Hi Jun,

Thanks for reporting.
I am very interesting in this issue. But, first of all, I want to make 
this issue clear, so that I might be able to provide some comments.


On 2017/11/1 9:16, piaojun wrote:
> wait for dlm recovery done when migrating all lockres in case of new
> lockres to be left after leaving dlm domain.

What do you mean by 'a new lock resource to be left after leaving 
domain'? It means we leak a dlm lock resource if below situation happens.

> 
>        NodeA                       NodeB                NodeC
> 
> umount and migrate
> all lockres
> 
>                                   node down
> 
> do recovery for NodeB
> and collect a new lockres
> form other live nodes

You mean a lock resource whose owner was NodeB is just migrated from 
other cluster member nodes?

> 
> leave domain but the
> new lockres remains
> 
>                                                    mount and join domain
> 
>                                                    request for the owner
>                                                    of the new lockres, but
>                                                    all the other nodes said
>                                                    'NO', so NodeC decide to
>                                                    the owner, and send do
>                                                    assert msg to other nodes.
> 
>                                                    other nodes receive the msg
>                                                    and found two masters 
> exist.
>                                                    at last cause BUG in
>                                                    dlm_assert_master_handler()
>                                                    -->BUG();

If this issue truly exists, can we take some efforts in 
dlm_exit_domain_handler?

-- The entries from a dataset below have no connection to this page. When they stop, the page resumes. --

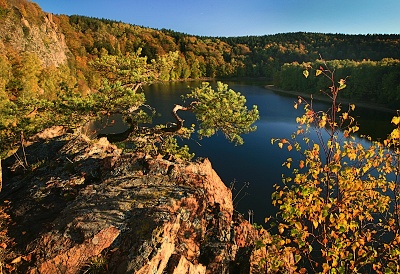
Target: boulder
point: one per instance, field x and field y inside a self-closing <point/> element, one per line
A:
<point x="78" y="204"/>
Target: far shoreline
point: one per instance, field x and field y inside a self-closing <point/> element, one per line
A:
<point x="321" y="97"/>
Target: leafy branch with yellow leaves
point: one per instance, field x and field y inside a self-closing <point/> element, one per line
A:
<point x="338" y="210"/>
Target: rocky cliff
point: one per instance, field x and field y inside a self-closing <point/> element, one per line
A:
<point x="72" y="204"/>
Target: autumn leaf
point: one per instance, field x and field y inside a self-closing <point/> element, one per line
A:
<point x="396" y="120"/>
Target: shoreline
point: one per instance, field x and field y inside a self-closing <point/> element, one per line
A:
<point x="320" y="97"/>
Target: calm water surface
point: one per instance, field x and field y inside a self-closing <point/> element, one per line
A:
<point x="257" y="162"/>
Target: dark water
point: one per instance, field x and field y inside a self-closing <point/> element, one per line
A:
<point x="257" y="162"/>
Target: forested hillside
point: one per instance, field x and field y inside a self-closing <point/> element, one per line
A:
<point x="182" y="56"/>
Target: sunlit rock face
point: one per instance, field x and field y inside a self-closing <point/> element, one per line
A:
<point x="82" y="204"/>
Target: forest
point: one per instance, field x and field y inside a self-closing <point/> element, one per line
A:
<point x="30" y="84"/>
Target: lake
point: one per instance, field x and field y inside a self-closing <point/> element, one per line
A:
<point x="257" y="162"/>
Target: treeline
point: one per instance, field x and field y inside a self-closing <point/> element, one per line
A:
<point x="373" y="81"/>
<point x="181" y="56"/>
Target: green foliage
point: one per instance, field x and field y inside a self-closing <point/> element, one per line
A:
<point x="222" y="110"/>
<point x="339" y="210"/>
<point x="372" y="81"/>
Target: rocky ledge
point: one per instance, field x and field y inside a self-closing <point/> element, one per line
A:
<point x="76" y="205"/>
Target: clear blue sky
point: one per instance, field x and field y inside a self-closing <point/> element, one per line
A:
<point x="242" y="17"/>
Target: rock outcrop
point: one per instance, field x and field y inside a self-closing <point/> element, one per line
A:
<point x="78" y="205"/>
<point x="35" y="33"/>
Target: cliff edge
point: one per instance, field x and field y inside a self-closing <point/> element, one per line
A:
<point x="73" y="204"/>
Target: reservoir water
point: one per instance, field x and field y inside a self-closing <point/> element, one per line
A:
<point x="257" y="162"/>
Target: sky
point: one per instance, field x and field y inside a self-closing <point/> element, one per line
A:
<point x="225" y="18"/>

Or perhaps we should kick dlm's work queue 
before migrating all lock resources.

> 
> Fixes: bc9838c4d44a ("dlm: allow dlm do recovery during shutdown")
> 
> Signed-off-by: Jun Piao <piao...@huawei.com>
> Reviewed-by: Alex Chen <alex.c...@huawei.com>
> Reviewed-by: Yiwen Jiang <jiangyi...@huawei.com>
> ---
>   fs/ocfs2/dlm/dlmcommon.h   |  1 +
>   fs/ocfs2/dlm/dlmdomain.c   | 14 ++++++++++++++
>   fs/ocfs2/dlm/dlmrecovery.c | 12 +++++++++---
>   3 files changed, 24 insertions(+), 3 deletions(-)
> 
> diff --git a/fs/ocfs2/dlm/dlmcommon.h b/fs/ocfs2/dlm/dlmcommon.h
> index e9f3705..999ab7d 100644
> --- a/fs/ocfs2/dlm/dlmcommon.h
> +++ b/fs/ocfs2/dlm/dlmcommon.h
> @@ -140,6 +140,7 @@ struct dlm_ctxt
>       u8 node_num;
>       u32 key;
>       u8  joining_node;
> +     u8 migrate_done; /* set to 1 means node has migrated all lockres */
>       wait_queue_head_t dlm_join_events;
>       unsigned long live_nodes_map[BITS_TO_LONGS(O2NM_MAX_NODES)];
>       unsigned long domain_map[BITS_TO_LONGS(O2NM_MAX_NODES)];
> diff --git a/fs/ocfs2/dlm/dlmdomain.c b/fs/ocfs2/dlm/dlmdomain.c
> index e1fea14..98a8f56 100644
> --- a/fs/ocfs2/dlm/dlmdomain.c
> +++ b/fs/ocfs2/dlm/dlmdomain.c
> @@ -461,6 +461,18 @@ static int dlm_migrate_all_locks(struct dlm_ctxt *dlm)
>               cond_resched_lock(&dlm->spinlock);
>               num += n;
>       }
> +
> +     if (!num) {
> +             if (dlm->reco.state & DLM_RECO_STATE_ACTIVE) {
> +                     mlog(0, "%s: perhaps there are more lock resources need 
> to "
> +                                     "be migrated after dlm recovery\n", 
> dlm->name);

If dlm is mark with DLM_RECO_STATE_ACTIVE, then a lock resource must 
already be marked with DLM_LOCK_RES_RECOVERING which can't be migrated. 
So code will goto redo_bucket in function dlm_migrate_all_locks.
So I don't understand why a judgement is added here?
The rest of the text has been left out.